1本指ダブルタップで決定の操作をしたり、2本指ダブルタップで再生/停止の操作をした時に、うっかり他の指を画面に乗せてしまい、「読み上げオン/オフ」操作である「「3本指ダブルタップ」を実行してしまうと、Voiceoverは黙ってしまう。
こういう時は、慌てずもう一度「3本指ダブルタップ」すれば、読み上げるようになる。
3.Bluetoothイヤホンが知らないうちに接続されていた
Bluetoothイヤホンやスピーカーを「たまに」使うユーザーは要注意。
たとえばカバンの中に入れておいたBluetoothイヤホンの電源ボタンが何かの拍子に押されてしまい勝手に接続されてしまうと、iPhoneのスピーカーから音が突然鳴らなくなる。常時Bluetoothオーディオデバイスを使っていればすぐ気がつくのだが、その存在すら忘れていたりすると、気がつくのに結構時間がかかる。
復帰させるには、心当りのあるBluetooth機器を探し出し、電源を切手みよう。もし他にBluetooth接続できる端末があれば、そこから今iPhoneに接続している機器の名前くらいは調べられるかもしれない。
4.Voiceoverの音量が小さい、または言語の設定が不適切
Voiceover読み上げの音量は、iPhone本体の音量とは別に設定できる。
もしVoiceoverの音量が「0%」に設定されてしまうと、読み上げの音声は全く聞こえなくなる。この設定はローターで行うため、うっかり誤操作してしまい、音量を下げてしまう可能性もありうる。

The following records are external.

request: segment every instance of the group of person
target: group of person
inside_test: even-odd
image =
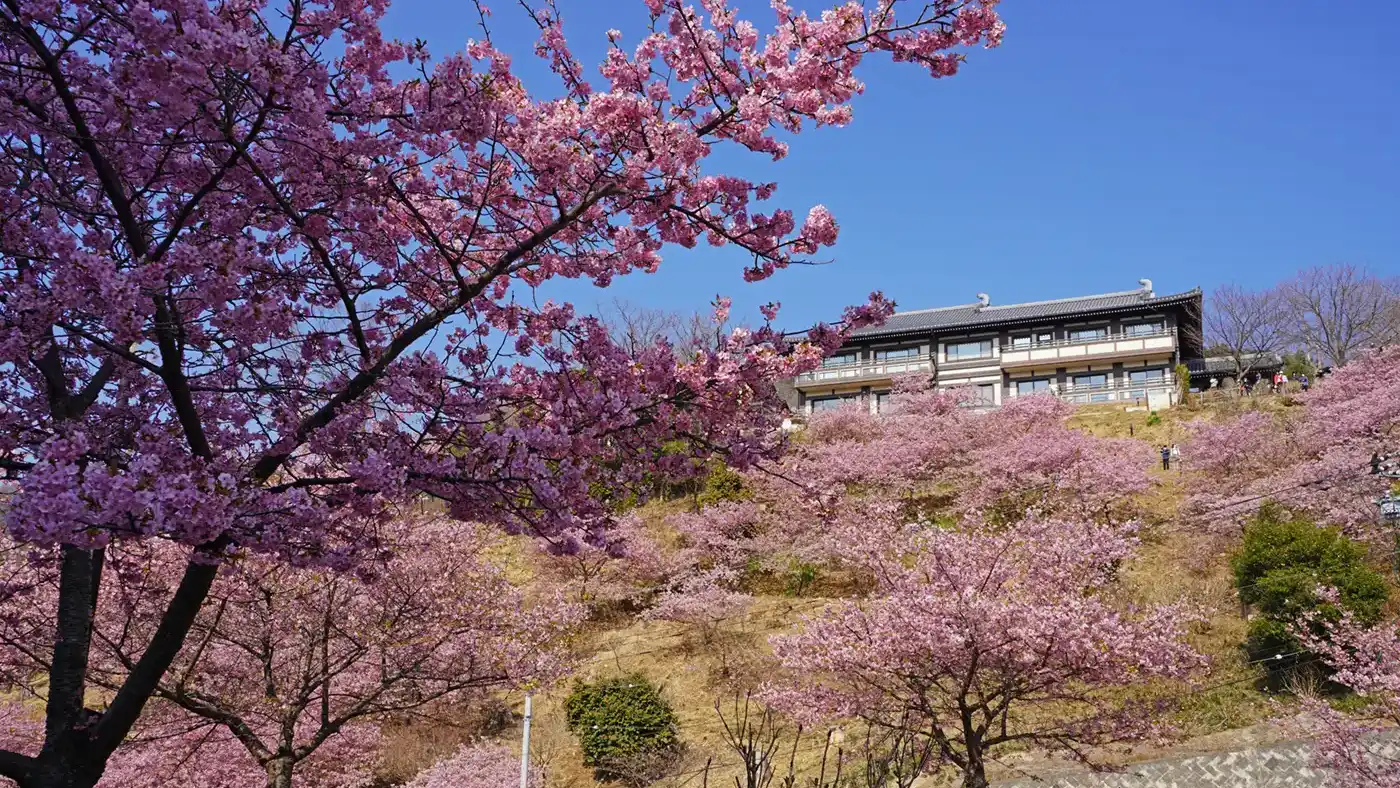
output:
[[[1239,396],[1250,396],[1259,391],[1259,385],[1263,384],[1263,375],[1254,372],[1249,379],[1240,378],[1239,381]],[[1288,391],[1288,384],[1296,384],[1298,389],[1308,391],[1312,388],[1312,379],[1305,374],[1299,372],[1296,377],[1291,378],[1282,371],[1274,372],[1274,377],[1268,379],[1268,393],[1284,393]],[[1211,378],[1210,388],[1214,389],[1219,385],[1219,378]]]

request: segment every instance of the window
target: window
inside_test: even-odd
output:
[[[949,361],[970,361],[973,358],[991,358],[991,340],[955,342],[948,344],[946,357]]]
[[[841,353],[837,356],[827,356],[822,360],[822,367],[844,367],[847,364],[855,364],[860,356],[855,353]]]
[[[897,350],[876,350],[875,358],[879,361],[893,361],[895,358],[917,358],[917,347],[900,347]]]
[[[812,413],[822,410],[836,410],[837,407],[846,407],[847,404],[855,404],[857,397],[854,396],[823,396],[820,399],[813,399]]]
[[[1128,372],[1128,382],[1134,386],[1141,386],[1145,384],[1161,384],[1166,379],[1166,370],[1131,370]]]
[[[1049,379],[1040,379],[1040,381],[1016,381],[1016,393],[1018,395],[1036,393],[1036,392],[1043,392],[1043,391],[1049,391],[1049,389],[1050,389],[1050,381]]]
[[[1095,339],[1107,339],[1109,326],[1098,326],[1092,329],[1070,329],[1070,342],[1092,342]]]
[[[1162,321],[1154,321],[1151,323],[1130,323],[1123,326],[1123,336],[1151,336],[1155,333],[1165,333],[1166,323]]]
[[[1128,370],[1128,384],[1134,386],[1149,386],[1166,382],[1166,370]],[[1133,389],[1128,392],[1131,399],[1147,399],[1147,389]]]

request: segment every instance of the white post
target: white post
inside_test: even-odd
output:
[[[532,696],[525,693],[525,729],[521,733],[521,788],[529,788],[529,721]]]

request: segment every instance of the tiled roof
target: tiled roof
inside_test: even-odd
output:
[[[1245,358],[1250,360],[1249,365],[1252,370],[1273,370],[1274,367],[1282,367],[1284,360],[1274,356],[1273,353],[1261,353],[1249,356]],[[1208,358],[1191,358],[1186,363],[1186,367],[1193,375],[1233,375],[1235,374],[1235,360],[1229,356],[1211,356]]]
[[[868,339],[916,332],[976,329],[1084,314],[1103,315],[1138,311],[1151,307],[1184,304],[1200,297],[1201,290],[1197,287],[1194,290],[1175,293],[1172,295],[1152,295],[1144,290],[1128,290],[1124,293],[1105,293],[1103,295],[1081,295],[1078,298],[1058,298],[1054,301],[1007,304],[1004,307],[962,304],[959,307],[942,307],[938,309],[896,312],[885,321],[885,325],[858,329],[851,332],[851,337]]]

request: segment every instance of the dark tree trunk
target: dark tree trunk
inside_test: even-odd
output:
[[[63,547],[43,749],[32,759],[0,750],[0,775],[20,788],[97,785],[108,759],[130,733],[161,676],[183,647],[218,572],[218,563],[211,556],[192,560],[185,567],[185,577],[141,658],[106,711],[97,712],[84,705],[84,696],[104,557],[102,550]]]
[[[295,763],[290,757],[274,757],[267,761],[267,788],[291,788],[291,767]]]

ただ読み上げ音量が0%になると、ローターを操作する時の読み上げも聞こえなくなるので、ローター項目を一つずつ試して音量の復帰を試みるしかない。
具体的には、スクリーン上を2本指でタップしたまま「ツマミを回す」ジェスチャを実行、続けて「1本指で上にスワイプ」。このジェスチャを繰り返して行けば、どこかで音量アップの音声が聞こえるはずだ。健闘を祈る。

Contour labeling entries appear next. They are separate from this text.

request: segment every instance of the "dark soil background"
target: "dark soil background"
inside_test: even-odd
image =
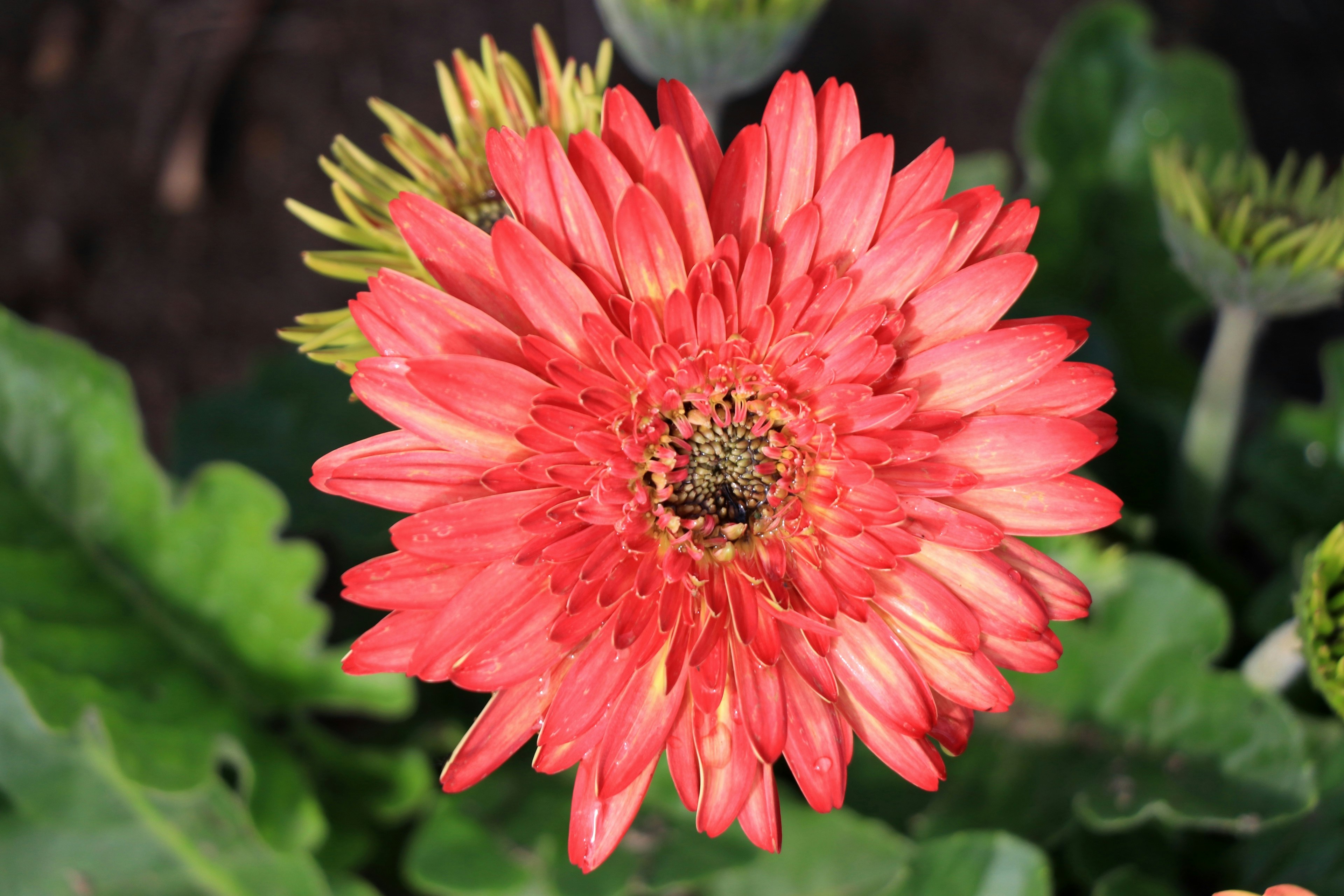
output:
[[[864,132],[895,134],[898,160],[939,136],[1011,148],[1032,64],[1074,5],[832,0],[793,67],[853,82]],[[1236,69],[1262,152],[1344,152],[1344,4],[1152,5],[1161,43]],[[124,363],[164,453],[185,396],[239,380],[281,351],[277,326],[352,294],[300,263],[325,240],[281,207],[332,206],[314,164],[332,136],[376,146],[370,95],[445,126],[434,59],[474,55],[488,31],[531,66],[534,21],[562,56],[591,59],[602,36],[590,0],[4,0],[0,302]],[[613,79],[652,107],[620,59]],[[765,97],[730,106],[728,130]]]

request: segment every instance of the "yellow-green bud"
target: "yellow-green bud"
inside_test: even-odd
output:
[[[1312,684],[1344,716],[1344,523],[1304,562],[1294,609]]]
[[[1254,153],[1179,141],[1153,149],[1163,235],[1181,271],[1215,305],[1265,317],[1316,310],[1344,287],[1344,177],[1325,161],[1298,168],[1293,153],[1271,173]]]
[[[602,91],[612,73],[612,42],[602,42],[593,66],[578,66],[574,59],[560,66],[546,30],[534,26],[532,50],[538,90],[517,59],[500,51],[491,35],[481,38],[480,62],[454,50],[452,69],[435,63],[452,137],[435,133],[388,102],[370,99],[370,109],[388,130],[383,148],[405,173],[345,137],[336,137],[332,157],[323,156],[319,165],[332,179],[332,196],[344,220],[294,199],[285,207],[317,232],[352,249],[304,253],[304,263],[325,277],[358,283],[390,267],[434,285],[387,211],[398,193],[419,193],[489,231],[509,211],[485,164],[488,130],[507,126],[526,134],[547,125],[567,144],[570,134],[599,128]],[[281,329],[280,337],[296,343],[314,361],[353,372],[355,361],[374,355],[348,309],[301,314],[296,321],[296,326]]]

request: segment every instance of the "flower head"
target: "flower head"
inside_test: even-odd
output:
[[[488,137],[513,218],[391,206],[444,292],[396,271],[351,308],[355,392],[399,429],[313,482],[411,513],[345,575],[391,610],[351,673],[495,692],[457,791],[534,735],[578,764],[570,857],[616,848],[664,752],[700,830],[781,842],[773,763],[840,806],[857,733],[934,789],[996,666],[1054,669],[1086,588],[1015,536],[1114,521],[1070,470],[1114,442],[1086,321],[1001,320],[1036,222],[943,200],[935,142],[892,176],[848,85],[785,74],[719,149],[691,95],[655,129],[622,89],[601,138]]]
[[[398,193],[425,196],[487,231],[507,215],[485,163],[485,134],[492,128],[527,133],[544,125],[564,141],[577,130],[597,130],[612,70],[610,40],[602,42],[594,66],[575,66],[574,59],[560,66],[546,28],[532,26],[532,52],[536,91],[517,59],[501,52],[491,35],[481,36],[481,62],[454,50],[452,69],[435,63],[452,137],[434,133],[388,102],[370,99],[370,109],[390,132],[383,134],[383,146],[406,173],[336,137],[335,160],[323,156],[319,161],[332,179],[332,196],[345,220],[294,199],[285,207],[317,232],[353,249],[304,253],[304,263],[337,279],[364,282],[388,267],[431,283],[388,214],[387,204]],[[296,322],[280,330],[280,337],[314,361],[353,372],[355,361],[375,353],[348,309],[300,314]]]

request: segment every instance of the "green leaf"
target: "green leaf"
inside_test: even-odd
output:
[[[160,789],[235,768],[271,842],[324,833],[308,774],[262,721],[405,712],[407,682],[344,676],[309,596],[314,548],[282,541],[273,486],[233,463],[180,490],[140,438],[125,373],[0,312],[0,634],[42,719],[95,707],[120,767]]]
[[[1216,149],[1245,144],[1228,67],[1159,51],[1152,31],[1137,3],[1075,9],[1038,63],[1017,121],[1024,191],[1040,206],[1031,243],[1040,267],[1013,316],[1093,321],[1075,360],[1114,371],[1118,394],[1106,411],[1124,437],[1090,469],[1125,496],[1129,514],[1169,506],[1165,472],[1177,462],[1196,376],[1180,336],[1207,313],[1163,242],[1148,150],[1176,136]]]
[[[999,823],[1048,840],[1071,806],[1095,830],[1157,819],[1245,834],[1310,809],[1298,717],[1212,665],[1230,633],[1218,591],[1157,555],[1081,537],[1050,548],[1094,586],[1093,614],[1058,626],[1056,672],[1009,674],[1019,704],[982,716],[988,731],[950,763],[917,829]]]
[[[1133,865],[1124,865],[1103,875],[1093,887],[1091,896],[1180,896],[1180,891]]]
[[[54,732],[4,668],[0,795],[0,868],[12,896],[329,893],[312,857],[267,846],[219,779],[176,793],[136,783],[97,712]]]
[[[1242,845],[1228,885],[1258,892],[1292,881],[1322,896],[1344,892],[1344,725],[1312,721],[1308,744],[1317,762],[1320,805]]]
[[[1321,349],[1321,379],[1320,404],[1288,402],[1238,463],[1246,489],[1234,516],[1281,564],[1300,560],[1344,508],[1344,341]]]
[[[387,529],[399,513],[319,492],[313,461],[388,424],[352,402],[349,377],[281,352],[255,365],[245,383],[184,402],[175,427],[173,465],[187,476],[210,461],[237,461],[274,482],[292,508],[290,531],[355,566],[391,549]],[[374,619],[362,619],[362,631]]]
[[[569,864],[573,776],[539,776],[513,762],[472,790],[441,798],[411,838],[406,879],[434,896],[468,893],[699,892],[706,896],[1048,896],[1050,866],[1031,844],[1001,832],[914,844],[851,810],[827,815],[786,789],[784,849],[753,846],[738,826],[695,830],[665,766],[638,817],[591,875]]]
[[[1040,849],[1004,832],[962,832],[919,845],[902,896],[1050,896]]]

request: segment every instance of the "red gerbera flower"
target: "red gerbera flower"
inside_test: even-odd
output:
[[[1086,588],[1015,535],[1120,500],[1068,472],[1110,447],[1107,371],[1074,317],[1000,320],[1038,210],[943,200],[939,140],[891,175],[848,85],[785,74],[722,153],[691,93],[655,129],[607,91],[602,137],[492,132],[513,211],[491,235],[391,211],[444,292],[383,271],[351,304],[380,357],[352,384],[396,431],[314,467],[411,513],[345,574],[391,610],[351,673],[495,692],[444,770],[462,790],[539,733],[578,763],[570,858],[602,862],[659,756],[696,825],[781,842],[782,754],[840,806],[852,733],[945,776],[996,666],[1054,669]]]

またVoiceoverの読み上げ音声の「言語」設定が、デフォルト(通常は日本語)になっていないと、読み上げるテキストによっては読み上げが無音になることもある。これもローターから「言語」を変更すれば復帰する。
※この項の設定はVoiceoverのローターに「音量」「言語」が追加されている場合に発生するので、この項目がなければスルー上等。
5.有線イヤホンが接続されている
これはかなりの「うっかり」ケースだが、有線イヤホンが接続されたりしていないだろうか。接続されていると、もちろんiPhoneからは音声は出ない。
6.Voiceoverがフリーズ?
ごくまれに、Voiceoverがフリーズしたような状態になることがある。
Voiceoverを再起動することで復帰するかもしれない。Siriを呼び出し「ボイスオーバー オフ」、続けて「ボイスオーバー オン」で再起動できる。
ホームもしくはサイドボタンのトリプルクリックにVoiceoverショートカットを登録しておけば、より簡単にVoiceoverを再起動できる。
それでも復帰しない場合は、iPhoneの強制リセットを試してみよう。
リセットの方法はこちらのサポートページを参照。
7.iPhoneがフリーズ!?
もしかしたら、iPhoneそのものがフリーズしてしまった可能性もある。
いろいろ手を尽くしても、Siriを呼び出してもうんともすんとも言わない場合は、この悲しい現実を受け止めなければならない。
リセットの方法はこちらのサポートページを参照。
8.電源が切れている/電池きれになっている
iPhoneのバッテリーが限界に到達すると、電源は自動的にオフになる。
それを知らずに操作しようとしても、当然ながら無反応であることはお分かりいただけるだろう。
改めて充電ケーブルをしっかり接続し、数分待って電源が入るか確認してみよう。
充電ケーブルや充電アダプタの接触不良などで、充電したつもりが全然充電されていなかった、なんてのはよくあるお話。充電を開始したら、出来るだけステータスバーの電池アイコンをタップし「充電中」と読み上げるかチェックする習慣をつけよう
9.ここまでくると、iOSもしくはハードウェアの障害かも?
さて、ここまで考えられる原因から復旧を試してもVoiceoverが喋ってくれないとなると、自体は深刻かもしれない。想定できるのは、
- OSの不具合でiPhoneが起動しない
- 起動はするがシステムの一部、例えば音声エンジンなどが破損している
- ハードウェアが原因で音が出ない
- ハードウェアが原因でiPhoneが起動しない
なんとも恐ろしいラインナップである。
こうなるともう単独で対処するのは難しいので、ヘルパーなりショップの助けを仰ぐべきかもしれない。でも、もう一度初めから落ち着いてチェックしてみてはいかがだろうか。
今は快調にVoiceoverを操っているあなたも!
いざという時パニクらないためにも、心の準備はしておきましょう。